Wednesday, 13 March 2013

Oh the ways He works

Today was such a roller-coaster.  After getting next to no sleep - which sadly was an improvement from no sleep at all the night before - I was up early to go serve with an inner city ministry along with some others here from school.  Then after getting back, I had to finish some things that were due (one of which I forgot, but thankfully since it was only for discussion purposes, everything worked out), then went to my back-to-back classes.  Choir finished super early, which was awesome, and then I did some course stuff with a girl from my programme and - at one point - our Chaplain.  That's where things really started too get rough.  Insecurities are those annoying things that just jump out at the worst times possible - thanks, of course, to the Devil.  I mention that because sometimes it helps to say it, and to remember that he is real.  I can't exactly explain why...it just does.  Finally once we had to split due to other commitments, I had to take time away from studying (yet again) to go buy some food, and then once we got back I zoomed and ate at the speed of light while trying to get ready for Church.  Which, I was of course not ready for when the people picking me up got here.  For some reason having difficulty getting ready, and then not being all set to go when they got here...it was a big deal.  Again, don't ask me why; I really don't know.  But it just didn't stop there.  The nerves took over and I was an embarrassment for most of the night.  And, of course, people got concerned because the nervous wreck can't even hold a coherent conversation, and isolates herself at the back of the church.  Now, that last part isn't abnormal - I always sit in that spot - it just looks worse when a small portion of the congregation shows up and they all sit on the opposite side, and at the front.  It was such a struggle to get through service tonight, and the challenges only just seemed to calm down, which, was my reason for writing this tonight.
Last week during a conversation with someone at school, they suggested I look into being a young-adult volunteer for a youth gathering, and while I was very interested, I was cautious and unsure, and since I have no experience with any of these kinds of things - regardless of wanting it - I didn't dismiss it, but I didn't really not dismiss it either.  Anyway, tonight when I was doing a grocery run with a friend, I brought it up to him when we were discussing a local youth conference we'd like to volunteer at (or if eligible, possibly attend).  He is now considering it, too, and since he has a car, if we both did it, we'd save quite a bit of money by splitting the cost of gas instead of flying.  Off topic.  Somewhat.
ANYHOW, I was going through courses again - because my brain was in no place to study - and listening to the same song on repeat, when I went looking for something and came across the magazine again that had the information on it for the youth conference that isn't local.  I figured I'd look at it since I was clearly getting nowhere with studying for tomorrow, and it just changed everything.
I don't know how He does it, but everything just always happens at the right time.  His time.
I am so excited to apply to be a part of this event - even if I do have to spend the extra money and fly out there - and not having any experience in anything like this, or any idea of what I'm jumping into for that matter...none of it seems so scary anymore.  And it's seeming to reflect - even though it is only a very little - on the straw the broke the camel's back (so to speak).  Everything just feels okay right now.  It feels good.
I'm exhausted, and frustrated with myself and my current predicament with regards to my exam tomorrow, but it would appear that I'm happy.  And excited about the conference.  There is absolutely no guarantee that I'll even be accepted, but surprisingly, that didn't bring it down.  Everything's just...okay.

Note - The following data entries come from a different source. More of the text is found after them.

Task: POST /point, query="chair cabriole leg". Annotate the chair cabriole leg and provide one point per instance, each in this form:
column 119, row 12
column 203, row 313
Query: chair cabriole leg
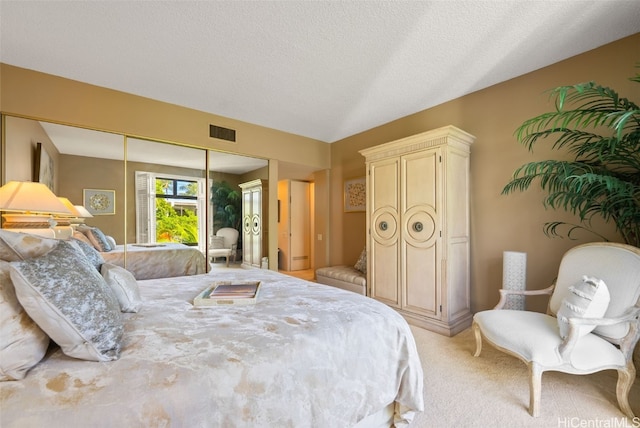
column 535, row 389
column 476, row 331
column 626, row 377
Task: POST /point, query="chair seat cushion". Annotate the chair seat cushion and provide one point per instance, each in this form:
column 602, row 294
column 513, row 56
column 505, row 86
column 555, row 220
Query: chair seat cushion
column 220, row 252
column 533, row 336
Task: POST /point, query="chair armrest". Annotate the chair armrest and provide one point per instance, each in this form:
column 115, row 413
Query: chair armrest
column 504, row 293
column 567, row 345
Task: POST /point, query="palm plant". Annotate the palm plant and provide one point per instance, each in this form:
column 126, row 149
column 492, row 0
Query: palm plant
column 227, row 205
column 601, row 131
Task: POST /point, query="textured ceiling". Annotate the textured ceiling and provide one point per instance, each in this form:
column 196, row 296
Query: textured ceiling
column 321, row 69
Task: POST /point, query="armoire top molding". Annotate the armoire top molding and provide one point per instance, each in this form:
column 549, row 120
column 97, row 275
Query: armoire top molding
column 449, row 135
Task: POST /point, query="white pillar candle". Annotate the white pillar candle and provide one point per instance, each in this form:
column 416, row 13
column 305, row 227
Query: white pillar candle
column 514, row 277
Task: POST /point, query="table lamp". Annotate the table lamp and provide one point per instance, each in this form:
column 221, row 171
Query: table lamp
column 29, row 207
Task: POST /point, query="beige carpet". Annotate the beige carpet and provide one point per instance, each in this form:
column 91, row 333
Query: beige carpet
column 492, row 390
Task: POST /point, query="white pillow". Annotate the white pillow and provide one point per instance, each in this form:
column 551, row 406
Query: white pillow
column 22, row 342
column 91, row 253
column 15, row 246
column 68, row 298
column 124, row 286
column 98, row 239
column 217, row 242
column 587, row 299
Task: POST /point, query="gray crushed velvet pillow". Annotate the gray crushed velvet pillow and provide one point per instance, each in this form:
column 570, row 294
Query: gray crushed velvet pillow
column 22, row 342
column 71, row 302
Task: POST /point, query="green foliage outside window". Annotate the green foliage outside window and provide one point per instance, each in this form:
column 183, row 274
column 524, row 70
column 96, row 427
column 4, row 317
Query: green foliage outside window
column 174, row 226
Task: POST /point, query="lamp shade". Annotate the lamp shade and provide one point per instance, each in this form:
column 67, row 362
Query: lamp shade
column 29, row 197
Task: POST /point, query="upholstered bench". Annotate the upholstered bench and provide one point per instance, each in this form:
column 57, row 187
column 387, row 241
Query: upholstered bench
column 345, row 277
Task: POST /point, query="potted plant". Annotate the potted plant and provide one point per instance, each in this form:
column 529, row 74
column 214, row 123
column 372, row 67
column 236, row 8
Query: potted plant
column 227, row 207
column 601, row 131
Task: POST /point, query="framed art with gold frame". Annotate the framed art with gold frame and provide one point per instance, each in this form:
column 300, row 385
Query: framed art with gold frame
column 355, row 195
column 99, row 202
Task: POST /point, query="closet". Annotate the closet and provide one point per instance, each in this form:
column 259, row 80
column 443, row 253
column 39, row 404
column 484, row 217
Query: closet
column 294, row 225
column 254, row 222
column 418, row 228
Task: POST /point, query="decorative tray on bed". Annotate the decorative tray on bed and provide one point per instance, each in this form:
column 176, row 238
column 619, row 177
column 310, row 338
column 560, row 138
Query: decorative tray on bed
column 228, row 293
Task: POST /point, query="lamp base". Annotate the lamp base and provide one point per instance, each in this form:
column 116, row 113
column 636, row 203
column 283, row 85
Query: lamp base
column 41, row 225
column 56, row 232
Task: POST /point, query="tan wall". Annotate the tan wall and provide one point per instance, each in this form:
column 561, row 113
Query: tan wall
column 498, row 222
column 24, row 136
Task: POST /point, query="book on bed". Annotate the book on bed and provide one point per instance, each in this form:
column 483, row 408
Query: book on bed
column 228, row 293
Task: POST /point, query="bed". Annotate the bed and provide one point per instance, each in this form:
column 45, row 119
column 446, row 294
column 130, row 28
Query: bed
column 150, row 261
column 304, row 355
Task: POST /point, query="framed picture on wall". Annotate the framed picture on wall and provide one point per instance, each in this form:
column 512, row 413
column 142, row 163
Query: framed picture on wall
column 44, row 167
column 355, row 195
column 99, row 202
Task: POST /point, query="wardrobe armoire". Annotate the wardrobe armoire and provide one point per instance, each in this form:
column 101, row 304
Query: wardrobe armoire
column 255, row 211
column 418, row 228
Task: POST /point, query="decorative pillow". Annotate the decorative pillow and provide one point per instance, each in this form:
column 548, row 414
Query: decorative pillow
column 80, row 236
column 217, row 242
column 361, row 264
column 91, row 253
column 22, row 342
column 16, row 246
column 124, row 286
column 587, row 299
column 111, row 241
column 68, row 298
column 98, row 239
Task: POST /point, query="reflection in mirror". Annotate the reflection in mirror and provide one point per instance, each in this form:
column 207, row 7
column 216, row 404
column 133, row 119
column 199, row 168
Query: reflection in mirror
column 89, row 163
column 82, row 161
column 226, row 173
column 167, row 201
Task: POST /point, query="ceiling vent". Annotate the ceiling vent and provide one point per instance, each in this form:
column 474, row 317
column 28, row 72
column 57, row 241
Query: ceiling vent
column 222, row 133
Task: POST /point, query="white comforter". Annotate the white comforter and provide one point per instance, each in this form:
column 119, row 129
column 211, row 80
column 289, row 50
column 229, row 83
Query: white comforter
column 305, row 355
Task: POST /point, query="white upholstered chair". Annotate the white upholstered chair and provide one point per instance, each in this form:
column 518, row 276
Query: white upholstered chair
column 535, row 338
column 224, row 244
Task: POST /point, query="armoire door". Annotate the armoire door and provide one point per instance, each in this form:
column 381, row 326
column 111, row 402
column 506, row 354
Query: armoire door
column 384, row 223
column 421, row 239
column 247, row 235
column 256, row 226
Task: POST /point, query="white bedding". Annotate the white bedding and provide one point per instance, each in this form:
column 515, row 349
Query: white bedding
column 159, row 261
column 305, row 355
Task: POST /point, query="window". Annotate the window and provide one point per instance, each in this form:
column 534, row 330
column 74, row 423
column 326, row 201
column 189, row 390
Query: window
column 175, row 204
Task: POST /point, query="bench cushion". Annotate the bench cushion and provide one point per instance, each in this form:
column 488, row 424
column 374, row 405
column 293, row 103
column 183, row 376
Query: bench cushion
column 343, row 273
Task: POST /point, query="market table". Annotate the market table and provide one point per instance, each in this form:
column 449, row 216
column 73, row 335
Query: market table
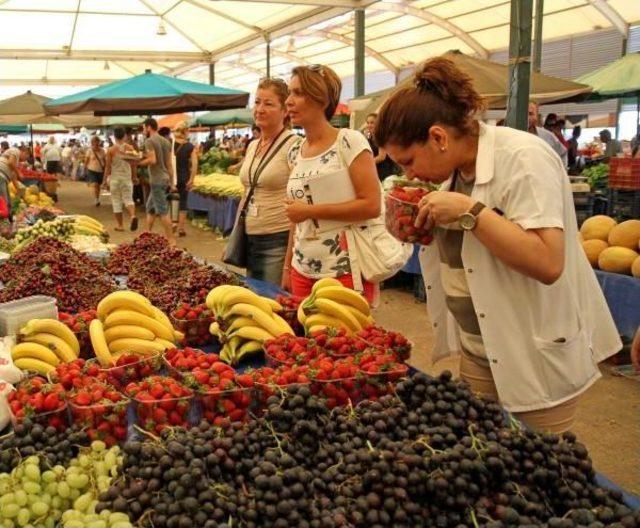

It's amazing how things happen sometimes - how God works.  That's my God-sighting for today (to flash back to VBS terms ahah); how God works through what seems fairly insignificant, to help in amazingly beautiful ways, and truly make you feel loved.  It was all set up, and I didn't even realize it.

This Father of ours is so wonderfully amazing.  I don't understand how He got me through this day, or why He decided I was a good choice, but I'm certainly glad He dragged me forward today (and every day) no matter what, and that despite my lack of understanding, chose me.

Take a look at this link: http://www.youtube.com/watch?v=0sgBWNgflAU
She is a church worker and musician that I met up here when she spoke at a workshop my professor held when she was in town for a church workers retreat.  Jennifer is truly amazing, and I absolutely love this song.  I was listen to the version from her album, but I just found that video on Youtube and it is beautiful.  Definitely worth a listen - so honest, truthful, and (for me, at least) some overwhelmingly relatable.  This is a topic I've been struggling with especially for a few months now, and she just says it so incredibly perfectly.

I'm off to try and retain some information from my text for my exam tomorrow.